Die Spielweise von Phil Mickelson wurde schon mit vielen Adjektiven tituliert: riskant, dramatisch, künstlerisch, furchtlos  – und derlei unzähligen weiteren. Vor allem aber ist das Spiel des Superstars eines – unterhaltsam. Die Rolle des großen Entertainers, sie schlägt tiefe Wurzeln im Selbstverständnis des Mannes, dessen Spitzname „Phil the Thrill“ seit über drei Jahrzehnten Programm ist. Und sie wird auf ewig untrennbar mit ihm und seinem immensen Erbe für den Golfsport verbunden sein!

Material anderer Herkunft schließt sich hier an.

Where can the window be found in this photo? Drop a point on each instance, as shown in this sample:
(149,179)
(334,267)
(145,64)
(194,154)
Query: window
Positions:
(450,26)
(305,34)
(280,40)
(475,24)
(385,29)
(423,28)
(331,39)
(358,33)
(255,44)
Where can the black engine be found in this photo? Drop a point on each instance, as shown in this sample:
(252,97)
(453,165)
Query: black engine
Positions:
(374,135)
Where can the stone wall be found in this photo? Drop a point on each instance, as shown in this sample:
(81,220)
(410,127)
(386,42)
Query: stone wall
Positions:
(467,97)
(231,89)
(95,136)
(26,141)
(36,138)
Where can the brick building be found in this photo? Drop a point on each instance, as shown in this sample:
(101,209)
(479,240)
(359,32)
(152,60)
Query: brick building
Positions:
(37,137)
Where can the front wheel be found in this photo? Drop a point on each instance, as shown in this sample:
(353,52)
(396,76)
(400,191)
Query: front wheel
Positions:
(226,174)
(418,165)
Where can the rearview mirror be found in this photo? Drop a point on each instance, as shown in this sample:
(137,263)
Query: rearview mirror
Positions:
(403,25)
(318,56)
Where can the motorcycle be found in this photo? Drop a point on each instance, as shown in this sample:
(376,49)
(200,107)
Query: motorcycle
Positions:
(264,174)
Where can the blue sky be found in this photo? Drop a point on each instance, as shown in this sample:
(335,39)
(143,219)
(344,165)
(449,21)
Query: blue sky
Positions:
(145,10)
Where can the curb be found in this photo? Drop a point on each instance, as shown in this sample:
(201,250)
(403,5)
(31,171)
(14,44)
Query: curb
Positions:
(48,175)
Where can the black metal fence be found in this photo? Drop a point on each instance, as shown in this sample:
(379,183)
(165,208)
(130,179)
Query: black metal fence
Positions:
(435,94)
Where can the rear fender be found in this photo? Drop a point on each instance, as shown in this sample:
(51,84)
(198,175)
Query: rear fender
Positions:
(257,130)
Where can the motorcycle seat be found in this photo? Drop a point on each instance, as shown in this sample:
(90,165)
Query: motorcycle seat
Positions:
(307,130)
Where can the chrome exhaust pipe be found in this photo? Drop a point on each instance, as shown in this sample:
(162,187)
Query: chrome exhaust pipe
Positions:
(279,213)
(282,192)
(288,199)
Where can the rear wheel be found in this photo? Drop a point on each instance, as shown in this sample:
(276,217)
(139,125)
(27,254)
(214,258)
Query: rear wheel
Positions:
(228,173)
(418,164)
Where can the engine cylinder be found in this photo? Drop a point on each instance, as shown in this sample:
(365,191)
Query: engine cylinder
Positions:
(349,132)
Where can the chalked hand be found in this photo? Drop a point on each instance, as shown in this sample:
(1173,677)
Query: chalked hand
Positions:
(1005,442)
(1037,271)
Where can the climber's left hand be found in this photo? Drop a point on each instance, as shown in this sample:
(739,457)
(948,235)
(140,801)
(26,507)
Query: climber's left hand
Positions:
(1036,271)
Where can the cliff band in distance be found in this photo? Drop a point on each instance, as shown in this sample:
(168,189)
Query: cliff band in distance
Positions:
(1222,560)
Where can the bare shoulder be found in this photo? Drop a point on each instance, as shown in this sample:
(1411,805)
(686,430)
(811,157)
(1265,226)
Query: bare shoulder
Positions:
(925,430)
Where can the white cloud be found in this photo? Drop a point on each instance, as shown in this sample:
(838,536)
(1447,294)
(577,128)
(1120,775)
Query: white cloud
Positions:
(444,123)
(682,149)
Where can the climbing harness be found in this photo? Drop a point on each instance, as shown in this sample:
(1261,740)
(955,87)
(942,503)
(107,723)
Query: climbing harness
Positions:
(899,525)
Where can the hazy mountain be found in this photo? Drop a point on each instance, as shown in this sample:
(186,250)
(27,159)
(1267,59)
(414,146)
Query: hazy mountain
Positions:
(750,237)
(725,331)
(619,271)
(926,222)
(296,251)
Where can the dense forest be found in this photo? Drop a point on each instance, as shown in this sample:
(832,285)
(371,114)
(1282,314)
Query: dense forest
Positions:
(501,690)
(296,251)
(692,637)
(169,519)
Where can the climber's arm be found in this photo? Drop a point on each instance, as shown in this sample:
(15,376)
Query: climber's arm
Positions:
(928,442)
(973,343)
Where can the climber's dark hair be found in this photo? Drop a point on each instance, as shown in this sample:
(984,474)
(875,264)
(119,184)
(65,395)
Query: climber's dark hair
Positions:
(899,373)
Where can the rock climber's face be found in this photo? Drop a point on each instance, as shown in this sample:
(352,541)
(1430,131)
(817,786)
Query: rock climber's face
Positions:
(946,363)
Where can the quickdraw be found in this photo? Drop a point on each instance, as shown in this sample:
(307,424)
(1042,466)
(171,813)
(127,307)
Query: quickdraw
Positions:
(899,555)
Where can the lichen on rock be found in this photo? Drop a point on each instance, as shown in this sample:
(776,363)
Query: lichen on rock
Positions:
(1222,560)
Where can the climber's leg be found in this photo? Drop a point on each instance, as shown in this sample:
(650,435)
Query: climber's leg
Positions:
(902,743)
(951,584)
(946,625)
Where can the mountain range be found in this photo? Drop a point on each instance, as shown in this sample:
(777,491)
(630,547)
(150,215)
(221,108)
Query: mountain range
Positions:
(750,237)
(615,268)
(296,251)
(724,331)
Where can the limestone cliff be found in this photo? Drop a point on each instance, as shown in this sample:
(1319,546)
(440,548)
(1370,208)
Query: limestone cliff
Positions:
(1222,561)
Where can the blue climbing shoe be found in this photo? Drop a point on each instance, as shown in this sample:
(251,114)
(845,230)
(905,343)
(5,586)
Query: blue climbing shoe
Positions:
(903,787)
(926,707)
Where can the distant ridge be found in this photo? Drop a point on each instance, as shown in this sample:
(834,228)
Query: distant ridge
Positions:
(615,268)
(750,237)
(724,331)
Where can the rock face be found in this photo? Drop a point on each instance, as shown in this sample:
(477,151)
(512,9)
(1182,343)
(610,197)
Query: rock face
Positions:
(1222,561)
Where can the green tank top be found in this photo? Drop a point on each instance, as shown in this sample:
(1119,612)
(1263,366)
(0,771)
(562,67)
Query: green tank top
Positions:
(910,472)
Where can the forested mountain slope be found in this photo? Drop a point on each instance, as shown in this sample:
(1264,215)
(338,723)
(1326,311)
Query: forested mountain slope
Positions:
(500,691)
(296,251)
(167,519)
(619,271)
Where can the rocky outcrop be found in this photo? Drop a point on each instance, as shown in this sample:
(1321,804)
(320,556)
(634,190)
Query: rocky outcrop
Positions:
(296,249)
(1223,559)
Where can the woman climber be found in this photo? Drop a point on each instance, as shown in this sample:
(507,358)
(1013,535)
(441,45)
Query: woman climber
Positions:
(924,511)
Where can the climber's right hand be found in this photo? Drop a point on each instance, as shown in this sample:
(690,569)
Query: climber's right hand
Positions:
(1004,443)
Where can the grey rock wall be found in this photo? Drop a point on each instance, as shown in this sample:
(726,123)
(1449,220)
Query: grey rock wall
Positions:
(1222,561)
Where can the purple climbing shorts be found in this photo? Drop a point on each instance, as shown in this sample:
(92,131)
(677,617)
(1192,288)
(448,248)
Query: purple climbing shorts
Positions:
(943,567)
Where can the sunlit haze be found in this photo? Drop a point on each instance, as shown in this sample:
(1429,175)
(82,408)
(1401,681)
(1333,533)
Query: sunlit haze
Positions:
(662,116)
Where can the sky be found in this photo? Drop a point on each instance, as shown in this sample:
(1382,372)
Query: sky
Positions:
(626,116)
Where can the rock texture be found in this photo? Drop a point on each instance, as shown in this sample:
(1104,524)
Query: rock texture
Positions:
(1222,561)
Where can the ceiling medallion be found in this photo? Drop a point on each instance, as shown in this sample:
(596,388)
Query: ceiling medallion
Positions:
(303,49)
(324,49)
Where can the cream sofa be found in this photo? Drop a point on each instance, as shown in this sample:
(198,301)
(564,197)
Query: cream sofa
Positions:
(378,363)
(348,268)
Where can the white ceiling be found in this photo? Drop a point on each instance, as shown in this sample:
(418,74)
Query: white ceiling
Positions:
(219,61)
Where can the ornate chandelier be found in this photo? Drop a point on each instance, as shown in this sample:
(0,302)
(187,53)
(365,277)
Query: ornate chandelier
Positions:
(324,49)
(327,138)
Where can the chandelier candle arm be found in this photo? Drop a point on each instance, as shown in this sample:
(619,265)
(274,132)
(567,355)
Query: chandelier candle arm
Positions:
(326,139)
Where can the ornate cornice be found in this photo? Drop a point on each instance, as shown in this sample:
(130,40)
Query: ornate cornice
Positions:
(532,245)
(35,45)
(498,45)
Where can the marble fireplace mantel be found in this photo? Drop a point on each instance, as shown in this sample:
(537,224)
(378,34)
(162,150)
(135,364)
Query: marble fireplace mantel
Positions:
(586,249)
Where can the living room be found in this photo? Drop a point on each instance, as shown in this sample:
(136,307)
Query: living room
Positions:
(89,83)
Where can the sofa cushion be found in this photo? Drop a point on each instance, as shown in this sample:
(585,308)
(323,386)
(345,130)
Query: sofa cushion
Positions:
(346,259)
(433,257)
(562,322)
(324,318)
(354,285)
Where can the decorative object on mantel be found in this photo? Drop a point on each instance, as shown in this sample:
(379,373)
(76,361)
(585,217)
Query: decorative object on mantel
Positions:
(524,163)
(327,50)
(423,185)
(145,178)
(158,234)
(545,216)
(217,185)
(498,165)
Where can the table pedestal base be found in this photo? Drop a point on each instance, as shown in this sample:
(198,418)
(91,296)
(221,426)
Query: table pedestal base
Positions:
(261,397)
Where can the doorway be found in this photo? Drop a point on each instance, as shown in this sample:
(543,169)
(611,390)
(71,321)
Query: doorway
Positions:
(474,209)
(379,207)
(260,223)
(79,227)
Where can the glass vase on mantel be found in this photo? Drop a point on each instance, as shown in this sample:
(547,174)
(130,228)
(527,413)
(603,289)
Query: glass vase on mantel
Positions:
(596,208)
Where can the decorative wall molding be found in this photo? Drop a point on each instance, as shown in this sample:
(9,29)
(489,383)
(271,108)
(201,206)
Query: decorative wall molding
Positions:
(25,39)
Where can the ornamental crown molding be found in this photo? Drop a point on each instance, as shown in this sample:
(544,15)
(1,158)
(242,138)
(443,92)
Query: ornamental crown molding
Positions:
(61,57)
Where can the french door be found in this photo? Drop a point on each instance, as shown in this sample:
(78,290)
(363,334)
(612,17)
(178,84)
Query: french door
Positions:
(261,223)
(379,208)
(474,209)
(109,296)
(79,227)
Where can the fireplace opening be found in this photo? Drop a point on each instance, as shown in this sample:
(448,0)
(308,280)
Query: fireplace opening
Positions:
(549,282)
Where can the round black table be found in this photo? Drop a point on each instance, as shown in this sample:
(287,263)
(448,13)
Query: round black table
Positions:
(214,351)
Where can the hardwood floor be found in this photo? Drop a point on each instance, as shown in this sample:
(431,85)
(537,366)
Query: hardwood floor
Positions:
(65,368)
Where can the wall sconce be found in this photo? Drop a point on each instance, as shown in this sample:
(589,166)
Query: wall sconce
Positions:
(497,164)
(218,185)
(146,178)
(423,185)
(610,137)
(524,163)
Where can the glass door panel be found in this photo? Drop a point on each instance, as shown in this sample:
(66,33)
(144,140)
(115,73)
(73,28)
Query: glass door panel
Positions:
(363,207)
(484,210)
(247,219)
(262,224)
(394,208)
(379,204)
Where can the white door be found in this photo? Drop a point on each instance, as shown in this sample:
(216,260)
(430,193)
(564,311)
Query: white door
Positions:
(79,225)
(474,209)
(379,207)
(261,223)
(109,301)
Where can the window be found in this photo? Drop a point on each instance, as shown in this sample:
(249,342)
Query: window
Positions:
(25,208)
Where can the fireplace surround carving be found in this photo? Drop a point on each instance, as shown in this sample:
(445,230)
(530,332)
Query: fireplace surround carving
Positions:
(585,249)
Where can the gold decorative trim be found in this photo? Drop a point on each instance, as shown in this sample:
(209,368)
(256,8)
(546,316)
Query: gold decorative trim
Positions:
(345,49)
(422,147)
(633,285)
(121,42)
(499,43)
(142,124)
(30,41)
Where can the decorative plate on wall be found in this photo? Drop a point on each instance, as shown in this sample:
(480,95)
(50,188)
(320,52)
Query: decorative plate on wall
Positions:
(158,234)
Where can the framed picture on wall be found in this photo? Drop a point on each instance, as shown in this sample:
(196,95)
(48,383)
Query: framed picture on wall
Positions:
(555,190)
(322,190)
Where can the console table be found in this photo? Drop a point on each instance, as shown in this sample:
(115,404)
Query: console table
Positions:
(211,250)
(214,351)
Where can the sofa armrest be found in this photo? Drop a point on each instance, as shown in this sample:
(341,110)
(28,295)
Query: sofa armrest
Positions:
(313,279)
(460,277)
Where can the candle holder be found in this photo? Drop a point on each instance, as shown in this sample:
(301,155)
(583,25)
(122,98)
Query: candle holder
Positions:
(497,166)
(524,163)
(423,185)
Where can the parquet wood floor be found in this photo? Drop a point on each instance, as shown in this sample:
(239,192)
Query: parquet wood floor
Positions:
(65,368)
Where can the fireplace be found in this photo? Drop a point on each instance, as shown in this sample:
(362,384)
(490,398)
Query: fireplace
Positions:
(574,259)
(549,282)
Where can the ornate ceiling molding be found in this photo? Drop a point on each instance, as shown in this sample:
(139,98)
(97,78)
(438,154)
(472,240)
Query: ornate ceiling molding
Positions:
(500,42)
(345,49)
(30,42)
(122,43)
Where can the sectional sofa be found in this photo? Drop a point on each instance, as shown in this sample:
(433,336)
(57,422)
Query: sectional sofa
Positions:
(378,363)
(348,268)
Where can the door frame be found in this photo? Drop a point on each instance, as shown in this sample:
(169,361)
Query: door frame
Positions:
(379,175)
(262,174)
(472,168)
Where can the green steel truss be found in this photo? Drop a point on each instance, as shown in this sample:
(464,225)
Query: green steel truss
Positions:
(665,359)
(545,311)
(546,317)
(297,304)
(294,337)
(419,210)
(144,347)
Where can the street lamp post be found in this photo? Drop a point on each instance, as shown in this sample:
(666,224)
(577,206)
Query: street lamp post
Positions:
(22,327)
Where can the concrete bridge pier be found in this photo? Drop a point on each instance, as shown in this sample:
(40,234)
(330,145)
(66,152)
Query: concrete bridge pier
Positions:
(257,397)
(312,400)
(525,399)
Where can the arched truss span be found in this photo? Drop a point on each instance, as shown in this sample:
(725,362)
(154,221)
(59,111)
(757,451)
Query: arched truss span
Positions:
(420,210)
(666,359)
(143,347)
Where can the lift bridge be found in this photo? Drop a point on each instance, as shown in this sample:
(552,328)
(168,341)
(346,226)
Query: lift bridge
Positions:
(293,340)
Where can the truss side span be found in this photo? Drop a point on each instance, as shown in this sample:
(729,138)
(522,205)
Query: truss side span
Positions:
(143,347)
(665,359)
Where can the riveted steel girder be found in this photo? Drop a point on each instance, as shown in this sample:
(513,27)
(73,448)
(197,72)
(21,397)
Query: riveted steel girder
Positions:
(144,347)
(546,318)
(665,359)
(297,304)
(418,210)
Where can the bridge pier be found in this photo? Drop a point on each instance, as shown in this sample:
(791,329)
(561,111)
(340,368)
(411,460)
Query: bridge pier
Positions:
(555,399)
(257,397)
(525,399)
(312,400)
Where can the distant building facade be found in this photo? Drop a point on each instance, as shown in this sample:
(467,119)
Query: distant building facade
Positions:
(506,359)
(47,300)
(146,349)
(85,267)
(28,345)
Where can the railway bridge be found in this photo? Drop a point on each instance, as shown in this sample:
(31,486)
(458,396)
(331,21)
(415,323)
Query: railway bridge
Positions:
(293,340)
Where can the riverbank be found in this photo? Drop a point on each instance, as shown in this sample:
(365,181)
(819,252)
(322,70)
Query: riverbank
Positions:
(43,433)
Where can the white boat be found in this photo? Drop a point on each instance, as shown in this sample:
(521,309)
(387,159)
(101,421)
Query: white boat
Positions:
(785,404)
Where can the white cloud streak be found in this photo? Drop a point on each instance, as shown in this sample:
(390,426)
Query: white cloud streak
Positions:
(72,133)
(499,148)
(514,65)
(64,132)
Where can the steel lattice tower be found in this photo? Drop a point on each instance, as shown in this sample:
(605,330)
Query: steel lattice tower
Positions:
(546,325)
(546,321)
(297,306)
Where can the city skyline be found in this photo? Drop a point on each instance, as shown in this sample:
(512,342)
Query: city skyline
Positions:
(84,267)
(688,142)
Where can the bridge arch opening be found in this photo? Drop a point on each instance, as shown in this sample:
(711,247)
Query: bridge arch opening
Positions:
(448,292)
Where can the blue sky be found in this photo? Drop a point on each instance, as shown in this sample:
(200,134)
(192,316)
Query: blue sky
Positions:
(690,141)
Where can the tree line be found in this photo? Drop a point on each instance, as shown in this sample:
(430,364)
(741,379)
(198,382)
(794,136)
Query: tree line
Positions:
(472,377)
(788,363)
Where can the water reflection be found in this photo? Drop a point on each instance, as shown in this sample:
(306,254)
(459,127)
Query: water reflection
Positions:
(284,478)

Ein voller Schwung, der Schläger zischt durch die Luft, dann ein leichter Kontakt. Der Ball steigt in die Höhe, begleitet, ja fast getragen vom Raunen Tausender, die nicht begreifen können. Sekunden formen eine Ewigkeit, dann strebt die kleine Kugel wieder zur Erde hinab, ergibt sich den steten Kräften der Natur, denen sich das Spiel ihres Besitzers regelmäßig zu widersetzen scheint. Sie fällt sanft aus dem blauen Himmel, aus dessen fernem Olymp das Talent eines Mannes stammt, den sie auf den Golfplätzen dieser Welt Phil nennen. Einfach Phil. Für einen kurzen Moment hört man noch das Aufkommen des Balles auf dem Grün, dann geht die Szenerie im Jubel unter.

Jahrzehntelang stellt der Applaus die wogende Begleitmusik für Phil Mickelsons Karriere dar, nicht nur in den Momenten, in denen er mit seinem unnachahmlichen Flop-Shot der Gravitation ein Schnippchen schlägt. Dieser so kurze Schlag, den er gerne auch aus einem Meter Entfernung über Coaches oder Caddies fliegen lässt, ist durch den spektakulären Gegensatz von rasantem Schwung und hoher, sanfter Flugbahn wie kein zweiter beispielhaft für das Talent des kalifornischen Ausnahmekönners.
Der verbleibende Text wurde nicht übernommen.